For Beatles aficionados, 2012 marks a special occasion: the 50th anniversary of the group's first performance with Ringo Starr, at the now legendary Cavern Club in the English city of Liverpool. To mark the momentous event, hordes of Fab Four fans, musicians and tribute bands have been gathering in the group's hometown for the International Beatle Week Festival (Aug. 22 to 28). Gigs, exhibitions, memorabilia auctions, guest speakers and the "world's biggest" Beatles convention have been making up the celebrations. If you're not able to join the fun, here are five ways to get a flavor for Liverpool and its attractions, Beatles related or otherwise.
1. Hard Days Night Hotel
The words themed hotel are enough to chill the blood but the Hard Days Night Hotel (harddaysnighthotel.com) gets it just about right, with a concept it describes as "Beatles inspired." From the portraits that greet you in the lobby to the muted strains of "She Loves You" drifting from the bright yellow jukebox, you're in no doubt that this place is dedicated to the storied pop group. But it's restrained enough to appeal to those with even just a passing interest. Housed in a handsome 19th century former insurance office, the hotel has 110 rooms, including two suites (called, appropriately enough, the Lennon and the McCartney the former with a shiny, white baby grand taking center stage). There's also a lounge bar, cocktail bar and a restaurant, Blakes, named for Peter Blake, the Pop artist best known for designing the album sleeve for Sgt. Pepper's Lonely Hearts Club Band. Room rates start at around $125.
2. St. George's Hall
Liverpool has more exceptional historic buildings of national importance known in Britain as Grade-1 listed buildings than any other U.K. city besides London, and St. George's Hall (stgeorgesliverpool.co.uk) is a prime example. Built in 1854 as a multipurpose civic venue (you could attend a concert and be tried for murder under the same roof), it's regarded as one of the finest neoclassical buildings in the world. The pièce de résistance is the Great Hall, with its beautiful tiled floor and a grand organ consisting of more than 7,700 pipes. Charles Dickens considered the circular Concert Room such a perfect venue that he gave multiple readings there.
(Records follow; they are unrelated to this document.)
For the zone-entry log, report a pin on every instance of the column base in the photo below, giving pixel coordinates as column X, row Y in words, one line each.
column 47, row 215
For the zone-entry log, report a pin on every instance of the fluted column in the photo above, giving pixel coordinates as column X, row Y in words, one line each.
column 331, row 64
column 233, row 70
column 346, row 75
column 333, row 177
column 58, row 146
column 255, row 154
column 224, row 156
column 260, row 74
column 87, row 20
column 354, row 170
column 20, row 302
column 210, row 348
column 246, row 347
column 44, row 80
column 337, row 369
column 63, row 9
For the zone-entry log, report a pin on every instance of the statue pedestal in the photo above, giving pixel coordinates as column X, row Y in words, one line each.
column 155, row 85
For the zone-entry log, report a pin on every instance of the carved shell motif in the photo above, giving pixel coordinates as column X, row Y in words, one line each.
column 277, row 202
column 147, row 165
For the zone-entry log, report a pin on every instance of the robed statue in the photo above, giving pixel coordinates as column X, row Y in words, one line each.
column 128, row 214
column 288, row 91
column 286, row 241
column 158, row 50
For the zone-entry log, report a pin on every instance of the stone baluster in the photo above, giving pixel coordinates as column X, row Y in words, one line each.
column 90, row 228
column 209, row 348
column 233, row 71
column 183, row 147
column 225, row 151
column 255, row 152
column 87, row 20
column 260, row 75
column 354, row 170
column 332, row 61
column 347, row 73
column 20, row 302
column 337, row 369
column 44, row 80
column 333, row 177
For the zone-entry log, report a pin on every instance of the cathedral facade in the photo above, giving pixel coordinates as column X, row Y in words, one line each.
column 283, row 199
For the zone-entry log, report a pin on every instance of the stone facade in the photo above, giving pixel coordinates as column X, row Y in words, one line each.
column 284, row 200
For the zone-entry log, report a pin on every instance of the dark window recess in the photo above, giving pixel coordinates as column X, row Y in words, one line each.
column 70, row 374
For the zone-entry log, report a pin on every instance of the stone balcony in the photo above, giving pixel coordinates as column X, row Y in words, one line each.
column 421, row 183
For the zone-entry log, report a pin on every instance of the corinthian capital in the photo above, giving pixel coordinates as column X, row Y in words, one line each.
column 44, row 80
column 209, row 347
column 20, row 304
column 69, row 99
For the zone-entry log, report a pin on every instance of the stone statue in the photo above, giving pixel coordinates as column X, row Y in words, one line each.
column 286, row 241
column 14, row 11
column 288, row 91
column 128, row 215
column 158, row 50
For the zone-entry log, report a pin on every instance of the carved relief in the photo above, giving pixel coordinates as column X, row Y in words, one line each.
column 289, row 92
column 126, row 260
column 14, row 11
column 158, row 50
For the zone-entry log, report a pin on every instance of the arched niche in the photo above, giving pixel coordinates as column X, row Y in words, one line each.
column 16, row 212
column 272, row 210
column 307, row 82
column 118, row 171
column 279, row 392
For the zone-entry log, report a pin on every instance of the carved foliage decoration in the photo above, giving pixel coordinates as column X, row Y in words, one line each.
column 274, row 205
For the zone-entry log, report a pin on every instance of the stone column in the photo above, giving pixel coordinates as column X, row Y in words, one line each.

Go down into the bowels of the building for a glimpse of how Victorian Liverpool treated its "criminals." A notice board on the wall lists the terrible punishments meted out for paltry transgressions, while reconstructed holding facilities tell of 30 prisoners crammed to a cell with a single bucket for a toilet.
3. Albert Dock
The impressive Albert Dock (albertdock.com) serves as a testament to Liverpool's bygone maritime might. Opened in 1846, it was the first cargo-handling area where ships could be loaded straight from warehouses, making it revolutionary at the time. It was bombed heavily during World War II and, mirroring the city's economic misfortunes, began a gradual decline until redevelopment in 1981. Today, it is one of six areas in Liverpool given World Heritage status and houses the Tate Liverpool, the International Slavery Museum, the Merseyside Maritime Museum, the Beatles Story, as well as bars, shops and restaurants.
4. Magical Mystery Tour
Roll up for a guided tour around greater Liverpool to see the streets and houses that the world's most famous foursome once called home. The two-hour Magical Mystery Tour starts off at Albert Dock and takes you to the now dilapidated terrace house where Ringo was born, George Harrison's modest brick terrace and John Lennon's and Paul McCartney's rather more comfortable childhood homes, both of which are now owned by the National Trust. Along the way you'll pass some of the places that inspired their music, such as Strawberry Field and Penny Lane, accompanied by lively, knowledgeable commentary and tunes at apposite moments. A ticket costs $25 and allows you into the Cavern Club (cavernclub.org), the last stop.
5. Liverpool Cathedral
This monster of a building (liverpoolcathedral.org.uk) is the biggest cathedral in the U.K. and the fifth largest in the world. King Edward VII laid the first stone in 1904, but construction, which was hampered by two World Wars and various financial downturns, was only completed in 1978. Entrance is free, and for $8, you can go to the top of the 101-m tower, via two elevators and 108 stairs, passing the huge cathedral bells on the way. From the top, there's a fantastic 360-degree view of Liverpool.